"This isn’t a by-the-numbers animation, but one that takes admirable risks with its presentation."

After bringing the character of Cap’n Jack Sparrow to the screen in the Pirates Of The Caribbean series, Gore Verbinski and Johnny Depp pair up again for Rango, an animated western about one chameleon’s search for identity.

Introduced by a band of mariachi owls, we first meet Rango (Depp), a bug-eyed (is there any other kind?) chameleon as he delivers an impassioned monologue about acting and loneliness, his only friends being a Barbie doll torso and a wind up fish toy.  In reality, he’s a pet in the back of car soliloquising to himself when his glass terrarium shatters into sparkling smithereens after a narrowly avoided car crash.

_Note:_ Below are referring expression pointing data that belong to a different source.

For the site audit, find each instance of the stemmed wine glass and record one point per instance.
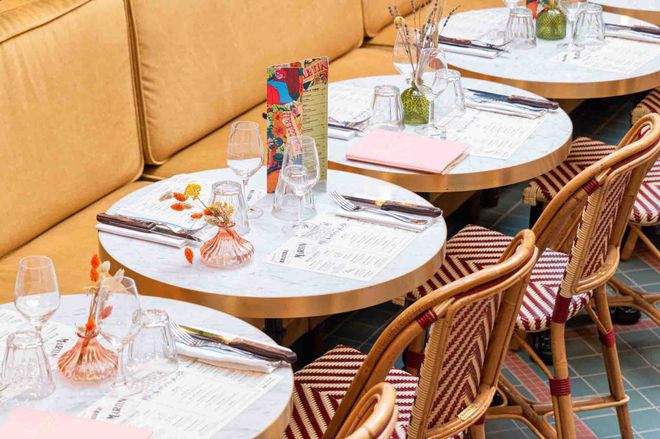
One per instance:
(301, 171)
(245, 156)
(571, 8)
(37, 292)
(119, 318)
(431, 85)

Composing himself by the side of the highway, he’s advised to head into the desert by a passing armadillo.  There, avoiding the attentions of hungry eagles and staving off heat exhaustion, he meets Beans (Isla Fisher), a lizard bemoaning the lack of water. Hitching a ride into her Old West town of Dirt, Rango attempts to blend in.  Ironically for a chameleon, this doesn’t come easily and he hastily invents some details about his life to impress the tough crowd of a local saloon.  Through a combination of bravado and blind luck, he makes a favourable enough impression to be named the town’s sheriff - a post he quickly finds out has a short life expectancy.

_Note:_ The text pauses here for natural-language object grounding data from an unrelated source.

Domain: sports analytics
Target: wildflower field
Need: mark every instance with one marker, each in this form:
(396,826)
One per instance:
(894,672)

It falls to Rango to investigate the town’s mysterious drought and he subsequently forms a posse and heads off into the desert to become the hero he’s made himself out to be.

Pixar have long been the kings of the animated heap (Toy Story 3’s double Oscar win at the weekend cemented what we already knew) but it looks like other studios are starting to pull their fingers out.  Industrial Light and Magic’s first animated feature looks fantastic – textures are detailed, eyes are bright, light dapples surfaces believably; it’s a real feast for the eyes.  It wouldn’t be a surprise if Dreamworks and Pixar start having to look over their pixelated shoulders in the near future.

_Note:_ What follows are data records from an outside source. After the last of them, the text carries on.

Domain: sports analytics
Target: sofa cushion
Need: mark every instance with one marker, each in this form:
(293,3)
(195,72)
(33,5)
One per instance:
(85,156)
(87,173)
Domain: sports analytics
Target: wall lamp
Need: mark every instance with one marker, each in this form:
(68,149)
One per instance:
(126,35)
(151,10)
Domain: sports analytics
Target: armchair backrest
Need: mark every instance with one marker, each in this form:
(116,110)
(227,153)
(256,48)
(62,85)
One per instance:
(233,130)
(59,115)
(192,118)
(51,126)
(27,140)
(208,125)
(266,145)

But where the animation shines, the writing is less than flawless. The plot for the most part is predictable – no prizes for guessing the ending inside 20 minutes  - but it’s populated with some decent characters, particularly Bill Nighy’s turn as the venom-dripping nemesis Rattlesnake Jake, sorely in need of some more screen time. 

Depp himself invests Rango with a bewildered eccentricity (a skill he’s refined over several recent film roles) and his comic timing is dead on.  In a film packed with action sequences, Rango is actually very funny – a hilarious scene in which Rango sets fire to a bar patron is a perfectly executed.

There are a number of references to Depp’s previous work (particularly Fear And Loathing In Las Vegas), more than a few nods to Sergio Leone’s canon and sprinklings of other westerns but for the most part they slot naturally into the writing and don’t stand out like obvious signposts. 

Rango attempts to straddle the line between adult and kids animation.  Shrek achieved this masterfully - adults got a wry laugh at something that kids wouldn’t understand and children got a decent sight gag – but Rango’s adult jokes will be largely incomprehensible to a younger audience. Nowhere is this more obvious than in Rango’s existential musings in the third act, where the Spirit Of The West (a thinly veiled Clint Eastwood lookalike voiced impressively by Timothy Olyphant) appears to steer him on the right path, an unnecessary diversion from the meat of the story.

But importantly Rango doesn’t try to play it safe.  This isn’t a by-the-numbers animation, but one that takes admirable risks with its presentation.  It’s refreshing to see a studio attempting something new –this isn’t an animation built on the promise of a lucrative merchandising deal with Mattel – and while it doesn’t always succeed, it’s certainly worth the price of admission.